The Indianapolis Times advertised the March 4th, 1933 opening of Cavalcade with a list of trivia about the movie and it’s production. I’ve transcribed it, as the article clipping is a little hard to read. This clipping is an example of an ad placed by a studio to make it look like a real article. Either that, or the entertainment journalist just copied the “Cavalcade” press-release word for word.

Indianapolis times, March 4, 1933. Courtesy Library of Congress.

“Cavalcade” to Open Thursday Night

“Cavalcade will open Thursday Night at English’s for a limited engagement. Here are a few interesting facts:

That Noel Coward, author of the Fox Film “Cavalcade,” is but 32 years of age.

That there are 130 speaking parts in the Fox Films production of Noel Coward’s “Cavalcade.”

That 200 highly specialized technical experts formed Director Frank Lloyd’s production staff in preparing for and filming Noel Coward’s “Cavalcade” for Fox Films.

That 25,000 modern costumes were worn by principals and thousands of extras in Noel Coward’s “Cavalcade” as produced by Fox Films.

That two ocean liners were but a pair of items on the list of thousands of properties assembled by Fox Films for the production of Noel Coward’s “Cavalcade.”

That more than 2,500 actors and actresses appear in a single scene of Fox Films production of “Cavalcade.”

That Frank Lloyd, director of Fox Films super-production of Noel Coward’s “Cavalcade” is twice winner of the Academy Award for the best motion picture of the year.

That there are 40 principal players, 150 speaking parts and more than 15,000 minor characters in Fox Films production of Noel Coward’s “Cavalcade.”

That a railway station and trains including engines were built and assembled at Movietone City for an important sequence in Fox Film’s production of “Cavalcade.”

That song numbers and instrumental music in the film vary from modern jazz to old ragtime: from church hymns to funeral dirges and from national anthems to old world ballads.

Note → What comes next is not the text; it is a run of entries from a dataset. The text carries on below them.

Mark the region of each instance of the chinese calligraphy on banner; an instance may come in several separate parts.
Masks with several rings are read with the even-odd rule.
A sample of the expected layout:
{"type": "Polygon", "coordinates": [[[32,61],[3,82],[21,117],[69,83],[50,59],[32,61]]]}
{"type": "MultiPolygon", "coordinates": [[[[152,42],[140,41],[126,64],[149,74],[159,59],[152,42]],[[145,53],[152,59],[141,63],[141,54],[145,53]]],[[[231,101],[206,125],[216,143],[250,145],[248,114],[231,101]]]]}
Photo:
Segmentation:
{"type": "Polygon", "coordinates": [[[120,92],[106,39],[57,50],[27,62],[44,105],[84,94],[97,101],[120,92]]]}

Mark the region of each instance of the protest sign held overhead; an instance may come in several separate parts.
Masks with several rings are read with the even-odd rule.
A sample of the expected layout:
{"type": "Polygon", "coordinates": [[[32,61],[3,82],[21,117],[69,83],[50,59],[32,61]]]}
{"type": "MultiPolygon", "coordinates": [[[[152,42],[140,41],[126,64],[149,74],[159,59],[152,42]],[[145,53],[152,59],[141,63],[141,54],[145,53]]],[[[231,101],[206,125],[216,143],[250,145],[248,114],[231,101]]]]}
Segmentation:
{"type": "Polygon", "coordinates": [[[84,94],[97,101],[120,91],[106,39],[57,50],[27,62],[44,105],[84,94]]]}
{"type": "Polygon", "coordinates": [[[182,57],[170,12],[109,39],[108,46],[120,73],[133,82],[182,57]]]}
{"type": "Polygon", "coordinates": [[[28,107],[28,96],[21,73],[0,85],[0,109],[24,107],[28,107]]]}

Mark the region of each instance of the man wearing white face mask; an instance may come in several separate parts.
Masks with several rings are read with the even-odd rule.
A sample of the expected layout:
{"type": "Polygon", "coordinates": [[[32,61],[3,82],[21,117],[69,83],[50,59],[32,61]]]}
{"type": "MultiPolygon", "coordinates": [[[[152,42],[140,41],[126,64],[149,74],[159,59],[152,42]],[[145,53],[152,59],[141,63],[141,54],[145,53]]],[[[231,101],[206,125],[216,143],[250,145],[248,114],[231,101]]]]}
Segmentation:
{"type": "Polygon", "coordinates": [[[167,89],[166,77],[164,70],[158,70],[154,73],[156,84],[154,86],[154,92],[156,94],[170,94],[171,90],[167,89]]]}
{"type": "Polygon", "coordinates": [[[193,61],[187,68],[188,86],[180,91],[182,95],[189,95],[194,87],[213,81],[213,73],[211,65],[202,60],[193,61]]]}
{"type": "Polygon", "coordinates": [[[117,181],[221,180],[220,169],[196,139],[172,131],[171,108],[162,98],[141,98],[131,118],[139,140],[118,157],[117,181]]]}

That no fewer than 50 distinct musical numbers form the background of “Cavalcade.”


Cavalcade was a little outdated, given that it was filmed ninety years ago. I find old movies to be a glimpse into history – not only the clothing, styles, the way society sees beauty – but what issues are important to the people of the time. During the Great Depression, when everything was dreary, a dime could buy an escape. For Americans, this look into what it was like in London for the last few large historical events combined Hollywood’s star power with a successful box office trope: nostalgia. It’s not my favorite Oscar winner, but I did enjoy the film.